KUALA LUMPUR, Malaysia, Mar 14 2016 (IPS) — About 2.1 billion people are regarded as overweight or obese today, or almost thirty per cent of the world’s population. With over 800 million people estimated to be chronically hungry in the world, it appears that the number of overweight is more than 2.5 times the number of undernourished.
The last estimate from the WHO was around 1.5 billion overweight, with a third of them obese. This implies an increase of about 40 per cent over just a few years! In the UK alone, for instance, 37 per cent of the population is deemed overweight and a quarter obese.
The overweight, especially the obese, impose a heavy economic cost equivalent to 2.8 per cent of world economic output, or about USD$2 trillion, according to the report. The burden on healthcare budgets is rising fast because unless current trends are reversed, half the world’s adult population will be overweight, if not obese in about 15 years.
The estimates of losses include lost economic productivity, additional healthcare costs and investments needed to mitigate and cope with its impacts. The burden thus ranks together with the economic costs of armed conflict, war and terrorism and of smoking, both estimated at $2.1 trillion each.
Not only fat cats are fat
While once associated in the popular imagination and caricatures with the ‘fat cat’ rich in rich Western societies, the problem has affected lower income communities there disproportionately more. In recent decades, the scourge has been spreading rapidly in most developing countries, especially those deemed better off or middle income, mainly due to lifestyle and associated activity and dietary changes.
Led by the WHO, the United Nations now recognises obesity as an epidemic connected to various diet-related non-communicable diseases, including type-2 diabetes, various cancers and cardio-vascular diseases. About 2.8 million deaths yearly are attributed to excessive body weight.
Comprehensive interventions necessary
The McKinsey Institute report and WHO figures significantly strengthen the case for stronger political commitment, more concerted and concerted policy approaches as well as greater international cooperation to address malnutrition in all its forms, namely hunger, micronutrient deficiencies and lifestyle-related non-communicable diseases, largely associated with obesity.

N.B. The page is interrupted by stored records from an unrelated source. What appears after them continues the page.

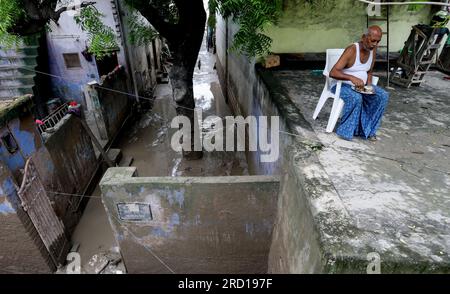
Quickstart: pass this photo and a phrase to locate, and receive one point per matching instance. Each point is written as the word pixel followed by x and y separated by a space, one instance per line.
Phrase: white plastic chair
pixel 333 56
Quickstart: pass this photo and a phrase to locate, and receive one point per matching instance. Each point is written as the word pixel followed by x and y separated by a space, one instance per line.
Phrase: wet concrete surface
pixel 93 233
pixel 398 187
pixel 148 141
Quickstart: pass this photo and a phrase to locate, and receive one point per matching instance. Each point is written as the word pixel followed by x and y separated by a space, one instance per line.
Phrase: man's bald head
pixel 373 31
pixel 372 37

The report makes a strong case for a comprehensive intervention strategy of sufficient scale, recognising that any single ‘silver bullet’ intervention is unlikely to have sufficient impact. It considered 74 measures taken to address the problem of obesity before making its own recommendations. These include smaller fast food servings, restricting food and beverage advertising and promotion, improving information and education for consumers, especially parents, ensuring balanced, diversified and healthy meals at school and workplaces, reformulating processed foods, and requiring more exercise at school.
In early 2014, WHO halved its recommendation for sugar consumption from 10 per cent of an adult’s daily calorie intake to 5 percent — in the face of considerable resistance from adversely affected corporate interests and their government backers. The latest US dietary guidelines recently adopted the previous WHO guideline on sugar intake — a long overdue step in the right direction.
On a more encouraging note, after heading the world obesity league tables for some time, childhood obesity in the US was reduced by 43 per cent over the decade 2004-2013 suggesting that the world’s fastest growing pandemic can be reversed. This suggests that all is not lost, and that determined and concerted efforts can help reverse the spread of this new curse of excess.